青森ねぶた祭りは豪華絢爛な武者人形灯籠が、囃子太鼓の響きと共に市内を練り歩き、そのねぶたと共にお祭り衣装のハネト達が、「ラッセラー、ラッセラー」の掛け声勇ましく大きく跳ねとび狂喜乱舞する。これも国の重要無形文化財に指定されている。

 今年は、ねぶた22台が参加し、それぞれ趣向を凝らして勇壮美を競った。6時50分一斉に運行開始し、巨大なねぶたの一群が次から次へと笛、太鼓の音と共に目の前を通り過ぎていった。ハネトの独特のとび跳ねは躍動的で観客を魅了させた。しかしとび跳ねは長く続かない。その上その中に役員らしい人達がぞろぞろ歩いていたのは目障りであった。ハネトを数組の交代制にして、整然と跳ね続けたら…と思った。

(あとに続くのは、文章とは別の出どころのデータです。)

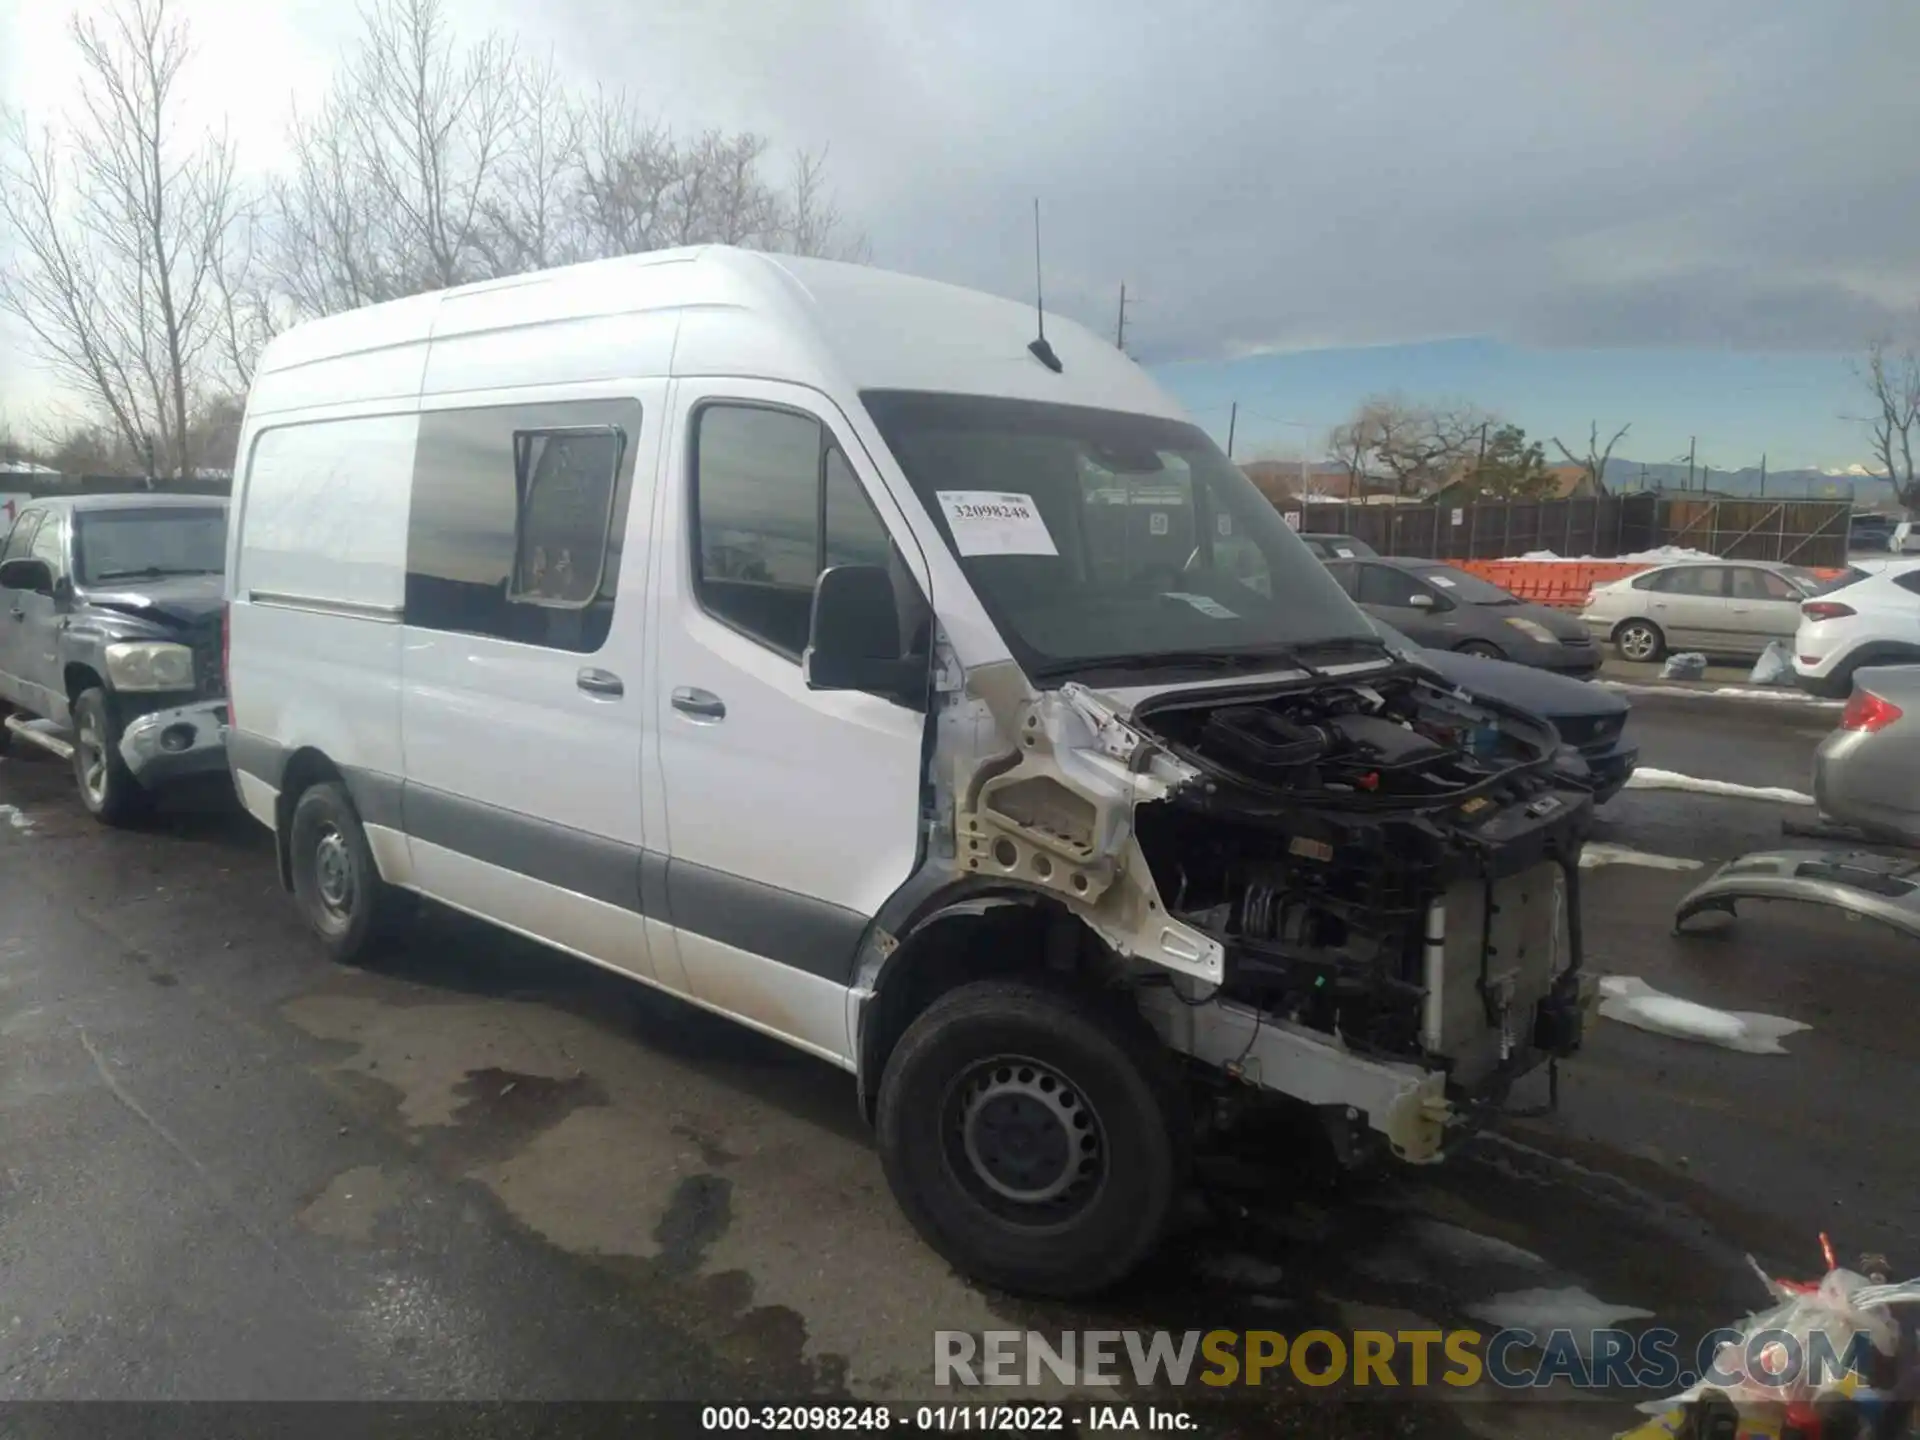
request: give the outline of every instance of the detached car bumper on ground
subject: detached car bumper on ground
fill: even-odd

 飛鳥からも40人ほどのハネト達が祭り衣装持参で参加した。秋田竿灯の静に対して、青森ねぶたは究極の動であり、竿灯の個人技に対して、ねぶたは団体芸である。幸い好天に恵まれて、これら2つを間近に観て夏の夜を楽しく過ごすことができた。

 翌8月7日はタクシーで津軽半島を回った。ここは8年前にも訪れたが、曇り空だったのでもうひとつ満足感がなく、再度の旅である。竜飛崎は灯台も景色も余り変わってなく、売店と駐車場だけが増えていた。青空なのに海上が靄っていて、残念ながら今回も北海道の松前半島を望見することができなかった。その代わりに今回は、日本海から太平洋へ激しく流れる潮流をはっきり観ることができた。